$\frac{1}{\min\{m,n\}}-\frac{1}{\max\{m,n\}}\ge\frac{1}{n}-\frac{1}{n+1}$

Question

Let $m,n\in\mathbb N-\{1,2\}$ such that $m\ne n.$ How to show that

$$\frac{1}{\min\{m,n\}}-\frac{1}{\max\{m,n\}}\ge\frac{1}{n}-\frac{1}{n+1}?$$

Please help me. I am clueless.

Answer 1

I am going to prove this for cases.

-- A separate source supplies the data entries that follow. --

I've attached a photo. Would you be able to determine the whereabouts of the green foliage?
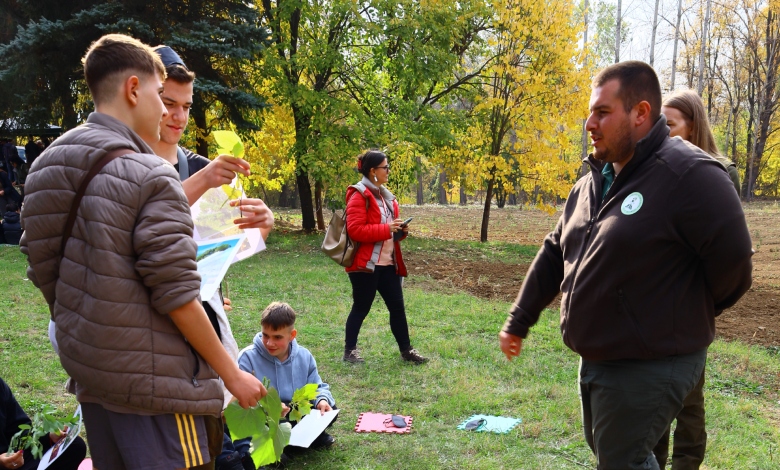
[225,379,291,467]
[8,405,77,459]
[290,384,317,421]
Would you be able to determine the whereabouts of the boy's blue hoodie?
[238,333,336,407]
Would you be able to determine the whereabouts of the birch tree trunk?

First if $m < n$: $$ \frac{1}{\min\{m,n\}}-\frac{1}{\max\{m,n\}} = \frac{1}{m}-\frac{1}{n} $$ For all $n\in \mathbb{N}$ $$ \frac{2}{n+2} > 0 $$ Then \begin{eqnarray} (n-1) + \frac{2}{n+2} &>& (n-1) \\ \frac{n^2+n-2 +2}{n+2} &>& n-1 \\ \frac{n^2+n}{n+2} &>& n-1 \\ \end{eqnarray} For the axioms of Peano (I think), $n-1 \geq m$, then: \begin{eqnarray} \frac{n^2+n}{n+2} &\geq & m \\ \frac{1}{m} &\geq & \frac{n+2}{n^2+n} \\ \frac{1}{m} &\geq & \frac{2n+2-n}{n(n+1)} \\ \frac{1}{m} &\geq & \frac{2}{n} - \frac{1}{n+1} \\ \frac{1}{\min\{m,n\}}-\frac{1}{\max\{m,n\}} = \frac{1}{m} - \frac{1}{n} &\geq & \frac{1}{n} - \frac{1}{n+1} \\ \end{eqnarray} And if $m >n$: $$ \frac{1}{\min\{m,n\}}-\frac{1}{\max\{m,n\}} = \frac{1}{n}-\frac{1}{m} $$ For the axioms of Peano: \begin{eqnarray} m &\geq & n+1 \\ \frac{1}{n+1} &\geq & \frac{1}{m} \\ -\frac{1}{m} &\geq & -\frac{1}{n+1} \\ \end{eqnarray} Then $$ \frac{1}{\min\{m,n\}}-\frac{1}{\max\{m,n\}} = \frac{1}{n}-\frac{1}{m} \geq \frac{1}{n}-\frac{1}{n+1}$$

Thus, $\forall m,n\in\mathbb{N}$ with $m\neq n$

$$\frac{1}{\min\{m,n\}}-\frac{1}{\max\{m,n\}}\ge\frac{1}{n}-\frac{1}{n+1}$$